- Born: January 1, 1959 (age 67) Provincetown, Massachusetts, U.S.
- Education: Harvard University (BA) Accademia di Belle Arti di Firenze
- Occupations: Sculptor; artist; educator;
- Parent(s): Salvatore Del Deo Josephine Couch Del Deo

= Romolo Del Deo =

American artist and teacher (born 1959)

Romolo Del Deo (born January 1, 1959) is an American sculptor, artist, and teacher. Best known for his bronze sculptures that put a “contemporary spin on the classical,” Del Deo’s art primarily explores two aesthetic themes: the debris that washes up on the shores of his native Provincetown, MA, and the archeological ruins of Italy. Del Deo is founder of the “Long Art” movement, and his work attends to the contemporary crisis surrounding sustainability and production while expressing, through touchstones in the mythological and classical, “the eternal.”

== Early life ==
Del Deo was born on January 1, 1959, in Provincetown, Massachusetts to Italian-American painter Salvatore Del Deo and American writer and historian Josephine Couch Del Deo, who co-founded the Fine Arts Work Center. In his youth he studied in the studio of his father and with sculptor Joyce Johnson. At 18 he travelled to Pietrasanta, Italy, where he apprenticed in stone carving and bronze casting. He returned to the US to earn a BA from Harvard University in 1982. While he was an undergraduate, he was the studio manager for Harvard’s Professor of Sculpture, Dimitri Hadzi. Del Deo studied abroad at the Academy of Fine Arts in Florence and prepared his honors thesis on polychromatic sculpture during his time there.

== Career ==
Since 1982, he has been exhibiting professionally in the U.S. and internationally. Following his graduation from Harvard University, Del Deo joined the Visual and Environmental Studies department and became an Artist-in-Residence Associate at Adams House, Harvard University. In the 1980’s he began exhibiting at the Ethan Cohen Gallery Art Waves in the Soho neighbourhood in New York City, and in the 1990’s he exhibited at Bridgewater/Lustberg Gallery in Soho and Kouros Gallery in Midtown. In 2000, he won the Harvard University President’s Award for Contribution to the Arts. His monumental bronze sculpture, “Creation Doors,” (2000) was displayed at the Church of the Transfiguration in Orleans, Massachusetts. Commencing in 2012, work is in progress for him to sculpt a monumental Provincetown Fishermen’s Memorial, and in 2013 he unveiled a scale model of the planned tribute. In 2015, he established the Studio Romolo Atelier, a studio school for sculpture where he serves as director. The school offers art workshops and retreats and has hosted sculpture courses in Pietrasanta, Italy. In 2016, he exhibited at the first annual International Open Art Code at Palazzo Franchetti in Venice, Italy. In June 2018, he presented a Tedx Provincetown talk titled “ReNaturing Light,” on the benefits of natural light for creativity and well-being. He is a founding member on the board of directors of the Newport News Public Art Foundation and monumental sculpture Melpomene is also featured in the collection. His work has recently been featured in the Provincetown Monument Museum exhibit, “Creating a Difference,” and he represented the United States at the 2019 St. Petersburg, Russia VIII International Cultural Forum. In 2019, he delivered a public talk called “Art on the edge: about money, technology and creativity” at the Business Platform of the VIII St. Petersburg International Cultural Forum.

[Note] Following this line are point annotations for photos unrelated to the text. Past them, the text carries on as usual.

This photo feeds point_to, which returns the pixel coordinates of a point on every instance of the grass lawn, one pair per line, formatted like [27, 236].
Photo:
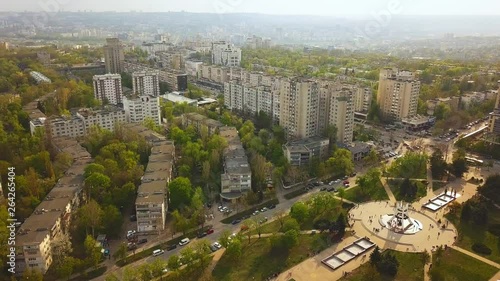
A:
[411, 267]
[258, 262]
[453, 265]
[471, 233]
[394, 185]
[438, 185]
[377, 193]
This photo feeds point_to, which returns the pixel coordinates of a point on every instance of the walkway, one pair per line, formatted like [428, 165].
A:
[388, 190]
[478, 257]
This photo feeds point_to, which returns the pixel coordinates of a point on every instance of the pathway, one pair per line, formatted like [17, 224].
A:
[478, 257]
[388, 190]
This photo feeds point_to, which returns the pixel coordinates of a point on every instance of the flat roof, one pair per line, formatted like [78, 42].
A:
[37, 226]
[178, 98]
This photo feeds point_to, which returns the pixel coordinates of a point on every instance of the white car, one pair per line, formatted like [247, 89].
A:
[184, 241]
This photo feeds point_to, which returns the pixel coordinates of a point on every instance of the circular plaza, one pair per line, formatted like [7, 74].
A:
[419, 229]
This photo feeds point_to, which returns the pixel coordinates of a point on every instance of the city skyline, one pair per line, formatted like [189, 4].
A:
[278, 7]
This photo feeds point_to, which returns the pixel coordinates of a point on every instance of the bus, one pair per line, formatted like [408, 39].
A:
[474, 161]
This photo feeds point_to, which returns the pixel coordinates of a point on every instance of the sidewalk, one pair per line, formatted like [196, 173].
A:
[388, 190]
[478, 257]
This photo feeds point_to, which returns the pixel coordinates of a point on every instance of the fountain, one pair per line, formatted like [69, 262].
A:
[400, 222]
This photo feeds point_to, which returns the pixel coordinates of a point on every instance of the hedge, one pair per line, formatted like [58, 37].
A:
[91, 274]
[147, 252]
[296, 193]
[481, 249]
[250, 211]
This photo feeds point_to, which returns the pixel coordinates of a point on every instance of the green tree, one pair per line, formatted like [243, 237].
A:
[112, 220]
[90, 216]
[300, 212]
[92, 252]
[234, 249]
[438, 165]
[341, 162]
[173, 262]
[180, 192]
[121, 252]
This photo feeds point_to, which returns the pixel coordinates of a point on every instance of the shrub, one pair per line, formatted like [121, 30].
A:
[481, 249]
[494, 229]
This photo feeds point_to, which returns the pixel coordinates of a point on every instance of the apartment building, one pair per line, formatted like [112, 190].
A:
[193, 68]
[199, 121]
[51, 219]
[151, 202]
[107, 117]
[177, 81]
[398, 93]
[146, 83]
[363, 99]
[215, 74]
[341, 113]
[248, 98]
[494, 120]
[299, 105]
[80, 122]
[138, 108]
[236, 180]
[226, 54]
[108, 88]
[299, 153]
[39, 77]
[113, 56]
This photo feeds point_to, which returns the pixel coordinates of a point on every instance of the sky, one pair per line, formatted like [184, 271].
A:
[277, 7]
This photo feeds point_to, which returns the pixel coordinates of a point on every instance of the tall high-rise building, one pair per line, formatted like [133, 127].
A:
[363, 99]
[108, 88]
[398, 93]
[224, 53]
[299, 101]
[145, 83]
[138, 108]
[336, 107]
[494, 122]
[342, 112]
[113, 55]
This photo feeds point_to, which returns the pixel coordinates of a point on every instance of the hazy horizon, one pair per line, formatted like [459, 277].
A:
[276, 7]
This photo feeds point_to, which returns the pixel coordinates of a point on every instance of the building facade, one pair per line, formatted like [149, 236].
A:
[146, 83]
[226, 54]
[301, 152]
[108, 88]
[363, 99]
[151, 202]
[113, 56]
[398, 93]
[494, 120]
[299, 104]
[236, 179]
[139, 108]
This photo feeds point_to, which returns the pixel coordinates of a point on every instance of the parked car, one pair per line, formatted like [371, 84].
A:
[158, 252]
[184, 241]
[171, 247]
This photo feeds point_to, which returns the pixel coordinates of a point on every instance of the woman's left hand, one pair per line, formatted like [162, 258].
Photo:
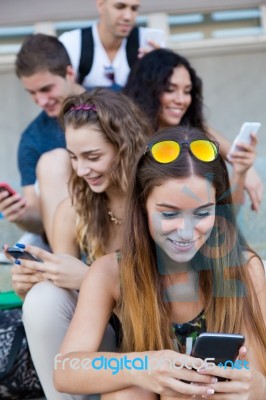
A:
[244, 381]
[62, 269]
[243, 158]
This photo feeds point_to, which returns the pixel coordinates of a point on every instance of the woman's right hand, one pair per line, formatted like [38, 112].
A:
[62, 269]
[23, 279]
[166, 375]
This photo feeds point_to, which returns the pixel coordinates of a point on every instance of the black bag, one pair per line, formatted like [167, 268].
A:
[18, 378]
[87, 51]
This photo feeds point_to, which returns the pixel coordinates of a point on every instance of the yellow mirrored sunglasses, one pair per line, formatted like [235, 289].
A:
[168, 151]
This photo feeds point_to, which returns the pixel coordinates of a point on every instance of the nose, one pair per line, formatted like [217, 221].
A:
[179, 97]
[185, 229]
[41, 99]
[127, 14]
[82, 168]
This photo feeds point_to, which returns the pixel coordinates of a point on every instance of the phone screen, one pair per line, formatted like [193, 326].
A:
[4, 187]
[221, 347]
[18, 253]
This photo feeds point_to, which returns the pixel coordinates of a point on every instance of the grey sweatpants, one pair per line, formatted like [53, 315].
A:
[47, 312]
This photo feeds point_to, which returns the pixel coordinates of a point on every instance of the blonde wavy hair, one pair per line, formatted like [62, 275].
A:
[125, 127]
[230, 297]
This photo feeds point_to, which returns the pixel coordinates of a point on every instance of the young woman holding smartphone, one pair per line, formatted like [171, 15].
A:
[169, 91]
[184, 269]
[104, 130]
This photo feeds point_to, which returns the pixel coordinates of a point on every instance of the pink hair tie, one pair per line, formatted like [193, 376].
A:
[83, 107]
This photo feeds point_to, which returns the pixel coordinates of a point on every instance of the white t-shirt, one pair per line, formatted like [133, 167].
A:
[97, 75]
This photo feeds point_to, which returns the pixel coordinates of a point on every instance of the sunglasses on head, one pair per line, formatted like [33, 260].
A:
[168, 151]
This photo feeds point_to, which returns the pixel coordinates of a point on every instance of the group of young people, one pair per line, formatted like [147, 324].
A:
[146, 252]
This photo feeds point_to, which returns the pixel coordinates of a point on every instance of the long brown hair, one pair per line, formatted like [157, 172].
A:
[230, 298]
[124, 126]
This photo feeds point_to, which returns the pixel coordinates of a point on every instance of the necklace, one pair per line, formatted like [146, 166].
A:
[115, 220]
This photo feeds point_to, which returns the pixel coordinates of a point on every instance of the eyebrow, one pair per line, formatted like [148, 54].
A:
[40, 89]
[176, 85]
[85, 153]
[177, 208]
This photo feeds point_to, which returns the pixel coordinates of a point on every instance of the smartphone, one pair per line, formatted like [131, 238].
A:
[155, 35]
[4, 187]
[17, 253]
[244, 134]
[220, 346]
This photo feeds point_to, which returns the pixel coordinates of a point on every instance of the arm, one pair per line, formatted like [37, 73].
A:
[53, 173]
[63, 235]
[97, 299]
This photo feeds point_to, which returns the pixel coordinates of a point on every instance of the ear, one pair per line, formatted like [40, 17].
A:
[70, 74]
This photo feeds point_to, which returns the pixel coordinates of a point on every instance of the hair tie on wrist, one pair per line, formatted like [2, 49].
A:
[83, 107]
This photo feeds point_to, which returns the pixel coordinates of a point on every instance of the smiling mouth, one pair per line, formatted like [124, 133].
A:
[182, 244]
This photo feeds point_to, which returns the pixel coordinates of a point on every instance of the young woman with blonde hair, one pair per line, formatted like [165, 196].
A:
[184, 269]
[104, 130]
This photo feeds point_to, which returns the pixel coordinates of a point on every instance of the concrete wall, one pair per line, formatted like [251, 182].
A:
[234, 92]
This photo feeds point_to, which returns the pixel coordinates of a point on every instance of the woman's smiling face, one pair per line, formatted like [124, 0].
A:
[181, 215]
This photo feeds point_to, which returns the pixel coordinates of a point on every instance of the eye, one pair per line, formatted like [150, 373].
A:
[170, 214]
[96, 158]
[202, 214]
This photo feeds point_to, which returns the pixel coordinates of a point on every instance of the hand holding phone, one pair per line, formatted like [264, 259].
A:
[221, 347]
[4, 187]
[19, 253]
[244, 135]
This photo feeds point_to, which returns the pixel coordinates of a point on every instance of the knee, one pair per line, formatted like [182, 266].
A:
[44, 306]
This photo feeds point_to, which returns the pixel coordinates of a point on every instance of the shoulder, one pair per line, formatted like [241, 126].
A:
[105, 272]
[71, 37]
[31, 128]
[65, 209]
[256, 270]
[56, 157]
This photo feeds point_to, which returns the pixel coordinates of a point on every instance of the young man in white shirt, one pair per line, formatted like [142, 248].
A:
[114, 44]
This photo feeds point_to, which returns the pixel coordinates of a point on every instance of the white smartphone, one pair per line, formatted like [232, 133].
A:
[244, 134]
[155, 35]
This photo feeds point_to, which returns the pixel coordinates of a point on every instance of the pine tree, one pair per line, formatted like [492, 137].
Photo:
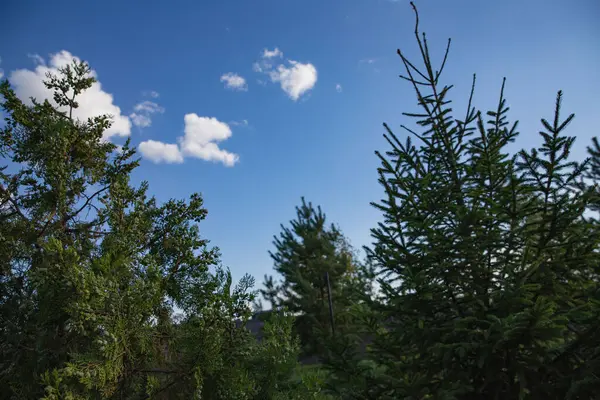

In 2020, he co-founded the Del Deo Foundation for the Arts, a non-profit organization dedicated to supporting the arts. The MISP (Museum of 20th & 21st Century Art in St. Petersburg, Russia) featured his work in the international survey exhibition, “The Looking Glass and Behind It,” in 2020. In January 2021, he delivered a lecture titled “Crossing Fates: Patronage through the eyes of creators” for the Sheremetevsky Palace of the St. Petersburg State Museum of Theater and Musical Art. He curated an exhibition, “Figuratively Provincetown,” for Boston’s LaMontagne Gallery in 2021 His exhibition, “The Tree of Life Which Is Ours” will be featured in the Venice Art Biennial from April 2022 through November 2022.

== Recognition ==
Honors he has received include George Sugarman Foundation, the Henry Moore Foundation, the New York Foundation for the Arts, the Gottlieb Foundation, and the Provincetown Art Association and Museum 2nd Annual National Award. As a winner of the Lorenzo il Magnicio medal, Romolo Del Deo was the sole representative of the United States at the 2017 G7 of Culture exhibition in Florence, Italy.